Bill:  So much comes from experience, of jobs, relationships, people, events.  The rest comes from the library, and increasingly, the Internet.  And I talk to people, and email them, ask about their jobs, or their neighborhoods, or their experience of plowing the roads in huge snowstorms, for one example relevant to The Remedy For Love.  For another example from this book, I needed help understanding the physics of heating water, and reading and web surfing didn’t help.  So I wrote to a physicist friend here at the university, and he laid out the problem for me in simplest terms, then added a layer of complication, including some vocabulary I was able to make use of.

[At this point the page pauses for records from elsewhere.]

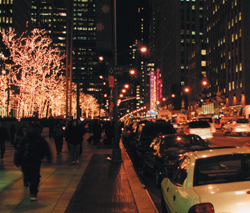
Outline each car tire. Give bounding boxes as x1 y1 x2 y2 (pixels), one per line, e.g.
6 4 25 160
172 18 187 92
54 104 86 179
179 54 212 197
161 193 168 213
155 169 161 189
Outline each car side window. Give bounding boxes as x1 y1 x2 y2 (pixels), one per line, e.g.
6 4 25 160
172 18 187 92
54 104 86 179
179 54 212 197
171 156 190 186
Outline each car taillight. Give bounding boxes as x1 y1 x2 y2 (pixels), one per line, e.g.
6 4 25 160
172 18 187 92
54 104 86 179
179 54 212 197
188 203 214 213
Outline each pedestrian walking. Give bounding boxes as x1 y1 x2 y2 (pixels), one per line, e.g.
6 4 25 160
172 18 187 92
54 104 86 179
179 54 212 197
14 125 27 149
51 122 64 155
0 121 9 159
65 120 82 164
10 123 16 145
77 120 87 156
49 117 54 138
14 123 51 201
93 119 102 145
103 121 114 144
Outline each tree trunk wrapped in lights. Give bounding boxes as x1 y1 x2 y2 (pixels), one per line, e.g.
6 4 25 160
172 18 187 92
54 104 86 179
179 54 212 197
2 29 65 119
0 75 8 118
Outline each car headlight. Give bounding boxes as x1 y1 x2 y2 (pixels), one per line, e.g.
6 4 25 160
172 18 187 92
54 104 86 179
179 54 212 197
188 203 214 213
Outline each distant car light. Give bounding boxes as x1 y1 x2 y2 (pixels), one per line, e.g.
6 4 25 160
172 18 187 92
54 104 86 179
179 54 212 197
188 203 214 213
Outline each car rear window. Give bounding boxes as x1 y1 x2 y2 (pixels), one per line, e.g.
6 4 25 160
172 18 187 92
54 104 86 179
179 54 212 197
194 154 250 186
236 119 249 123
199 118 213 123
143 123 176 137
188 121 210 128
163 135 206 151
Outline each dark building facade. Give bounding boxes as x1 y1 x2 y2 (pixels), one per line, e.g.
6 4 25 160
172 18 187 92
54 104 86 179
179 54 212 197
153 0 204 109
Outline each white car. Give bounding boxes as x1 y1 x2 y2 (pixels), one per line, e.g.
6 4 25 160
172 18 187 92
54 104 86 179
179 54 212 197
222 118 250 136
183 121 213 142
161 148 250 213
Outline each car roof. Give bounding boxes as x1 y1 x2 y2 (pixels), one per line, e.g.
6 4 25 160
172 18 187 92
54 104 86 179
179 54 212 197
159 133 200 138
186 146 250 159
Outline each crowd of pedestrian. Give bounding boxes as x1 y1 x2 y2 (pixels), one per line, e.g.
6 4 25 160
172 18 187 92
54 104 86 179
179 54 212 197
0 119 113 201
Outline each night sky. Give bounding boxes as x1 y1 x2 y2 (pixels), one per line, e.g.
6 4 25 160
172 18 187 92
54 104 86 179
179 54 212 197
117 0 140 64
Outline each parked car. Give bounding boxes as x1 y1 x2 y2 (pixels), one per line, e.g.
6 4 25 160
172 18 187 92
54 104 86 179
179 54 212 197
161 148 250 213
133 122 176 160
222 118 250 136
183 121 213 142
143 134 208 187
198 116 216 134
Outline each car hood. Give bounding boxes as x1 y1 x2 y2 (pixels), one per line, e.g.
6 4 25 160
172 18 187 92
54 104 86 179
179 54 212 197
194 181 250 213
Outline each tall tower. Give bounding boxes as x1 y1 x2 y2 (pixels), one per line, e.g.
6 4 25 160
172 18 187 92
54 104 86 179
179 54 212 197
31 0 112 96
151 0 203 109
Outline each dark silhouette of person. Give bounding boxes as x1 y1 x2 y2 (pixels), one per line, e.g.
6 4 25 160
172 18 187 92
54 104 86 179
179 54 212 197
10 124 16 145
0 122 9 159
14 125 27 149
93 119 101 145
65 120 82 164
51 122 64 155
103 121 114 144
14 123 51 201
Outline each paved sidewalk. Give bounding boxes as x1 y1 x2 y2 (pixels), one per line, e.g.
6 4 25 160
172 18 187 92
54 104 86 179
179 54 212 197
0 128 157 213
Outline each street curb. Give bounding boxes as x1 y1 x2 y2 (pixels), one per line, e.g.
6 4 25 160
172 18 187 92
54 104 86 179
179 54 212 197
121 148 158 213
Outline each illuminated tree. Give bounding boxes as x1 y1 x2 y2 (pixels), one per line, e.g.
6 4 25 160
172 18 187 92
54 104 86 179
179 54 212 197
0 75 8 118
2 29 65 119
80 94 99 119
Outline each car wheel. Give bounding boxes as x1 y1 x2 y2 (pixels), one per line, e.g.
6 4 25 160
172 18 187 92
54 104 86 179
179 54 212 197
155 169 161 188
161 194 168 213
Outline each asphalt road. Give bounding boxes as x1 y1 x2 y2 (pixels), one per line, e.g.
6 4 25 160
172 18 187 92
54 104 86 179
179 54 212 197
130 130 250 213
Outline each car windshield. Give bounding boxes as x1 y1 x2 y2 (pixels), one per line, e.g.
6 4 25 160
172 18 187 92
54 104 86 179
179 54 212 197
163 135 206 151
194 154 250 186
188 121 210 128
144 123 176 137
199 118 213 123
236 119 249 124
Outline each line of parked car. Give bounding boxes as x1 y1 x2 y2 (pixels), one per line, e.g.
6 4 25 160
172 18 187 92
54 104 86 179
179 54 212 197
122 119 250 213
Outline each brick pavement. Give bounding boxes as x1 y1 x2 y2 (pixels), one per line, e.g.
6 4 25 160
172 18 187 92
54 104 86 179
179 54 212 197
0 128 157 213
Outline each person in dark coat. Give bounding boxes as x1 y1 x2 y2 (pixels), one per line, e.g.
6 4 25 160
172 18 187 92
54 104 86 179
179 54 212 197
0 122 9 159
10 124 16 145
77 120 87 156
103 121 114 144
92 119 102 145
14 123 51 201
65 120 82 164
51 122 64 155
14 125 27 149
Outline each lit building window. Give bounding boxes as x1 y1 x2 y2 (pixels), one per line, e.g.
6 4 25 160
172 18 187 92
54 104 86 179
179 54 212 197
201 50 206 55
201 61 206 67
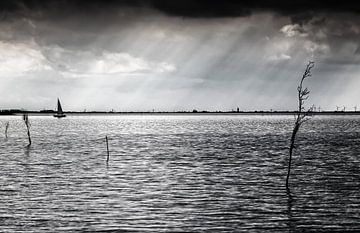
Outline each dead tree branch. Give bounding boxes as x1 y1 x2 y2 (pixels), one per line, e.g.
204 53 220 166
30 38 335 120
286 61 315 189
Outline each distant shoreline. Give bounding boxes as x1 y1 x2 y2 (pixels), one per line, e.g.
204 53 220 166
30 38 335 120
0 110 360 116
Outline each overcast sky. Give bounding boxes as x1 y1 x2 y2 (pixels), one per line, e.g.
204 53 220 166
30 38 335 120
0 0 360 111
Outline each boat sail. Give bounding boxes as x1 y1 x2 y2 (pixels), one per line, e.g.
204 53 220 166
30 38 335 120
54 98 66 118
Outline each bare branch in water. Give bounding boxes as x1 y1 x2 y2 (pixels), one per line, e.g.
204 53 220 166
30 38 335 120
286 61 315 189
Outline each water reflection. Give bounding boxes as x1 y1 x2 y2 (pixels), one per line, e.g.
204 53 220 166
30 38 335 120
286 188 296 233
0 116 360 232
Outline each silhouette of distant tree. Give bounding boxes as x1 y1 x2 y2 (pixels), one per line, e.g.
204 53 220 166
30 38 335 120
286 61 315 189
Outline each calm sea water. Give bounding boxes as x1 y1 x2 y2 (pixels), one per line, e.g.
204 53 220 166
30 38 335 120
0 115 360 232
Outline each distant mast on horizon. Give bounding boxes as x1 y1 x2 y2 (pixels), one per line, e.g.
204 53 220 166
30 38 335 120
54 98 66 118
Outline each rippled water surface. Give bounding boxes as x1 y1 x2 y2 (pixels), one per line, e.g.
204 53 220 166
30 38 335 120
0 115 360 232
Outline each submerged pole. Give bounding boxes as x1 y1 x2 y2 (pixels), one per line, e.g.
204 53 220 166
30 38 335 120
5 122 10 138
105 136 110 163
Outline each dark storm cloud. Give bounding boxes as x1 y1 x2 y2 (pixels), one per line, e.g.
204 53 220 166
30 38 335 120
0 0 360 20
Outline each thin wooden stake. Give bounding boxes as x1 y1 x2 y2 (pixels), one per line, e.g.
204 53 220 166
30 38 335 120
5 122 10 138
105 136 110 163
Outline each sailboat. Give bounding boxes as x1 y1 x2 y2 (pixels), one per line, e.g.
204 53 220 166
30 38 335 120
54 98 66 118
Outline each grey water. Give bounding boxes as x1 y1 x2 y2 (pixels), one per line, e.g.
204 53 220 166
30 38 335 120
0 115 360 232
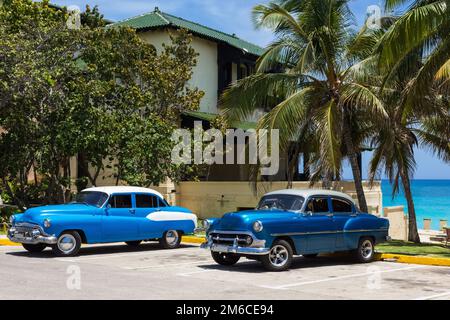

Kent Wascom:  Is there a certain work in the literature of maroonment that was particularly influential or inspirational?

Bill:  Oh, I hadn’t thought of it that way.  Maroonment!  Wow.  Pass the taro rolls?  But of course, that’s exactly right.  I loved The Swiss Family Robinson when I was a kid, and Robinson Crusoe.  I just re-read the Mutiny on the Bounty trilogy, and it’s fantastic, and based on a true story, killer: so taut, so compelling.  Writers that inspired me toward The Remedy For Love are more contemporary, though, like Jim Crace, and Ian McEwan.  And oh, there’s a great book that’s essentially about a young couple marooned in their own love story: Endless Love, by Scott Spencer, a great favorite, even if the movie was so-so.  And I love those big Bronte novels, either sister, and most anything by George Eliot, those great heroines marooned in their times!

Ellen Cooney: It’s so brave and daring to make a novel with such an elemental plot–and it’s a love story! I’m wondering what the writing experience was like in terms of getting to a point (early, middle, late?) where you felt, oh my God, what am I doing here? Like you were maybe as snowed in as your characters? Like you were maybe scared or a little bit worried?

Bill: Definitely scared, both as a writer and for these people.  I once confided the writer part of the fear to Lee K. Abbott, my colleague back in the day at Ohio State.  He said, “Of course we’re scared.  We’re always trying to do the thing we can’t do.”

Melissa Falcon: What was the thing you couldn’t do here?

Bill: Pull off such a tense story in such a tight space within an emergency and somehow keep it tender.

Christine Byl: What is love the remedy for?

Bill:  I think, to be serious, that love fixes everything, big love, I mean, the kind that rhymes with compassion: aloha.

Susan Gregg Gilmore:  You’re pretty funny on your feet, Bill, and you weave just the right dose of comic relief into some of the tensest moments of your writing.  Now I’m already picturing some nail-biting scenes for Danielle and Eric, hunkered down in an isolated cabin, buried in snowdrifts, in the middle of Maine.  Please tell me I’m going to laugh just when I need it most!  Please!

Bill:  Later, Susan, later!  Here come the fire dancers!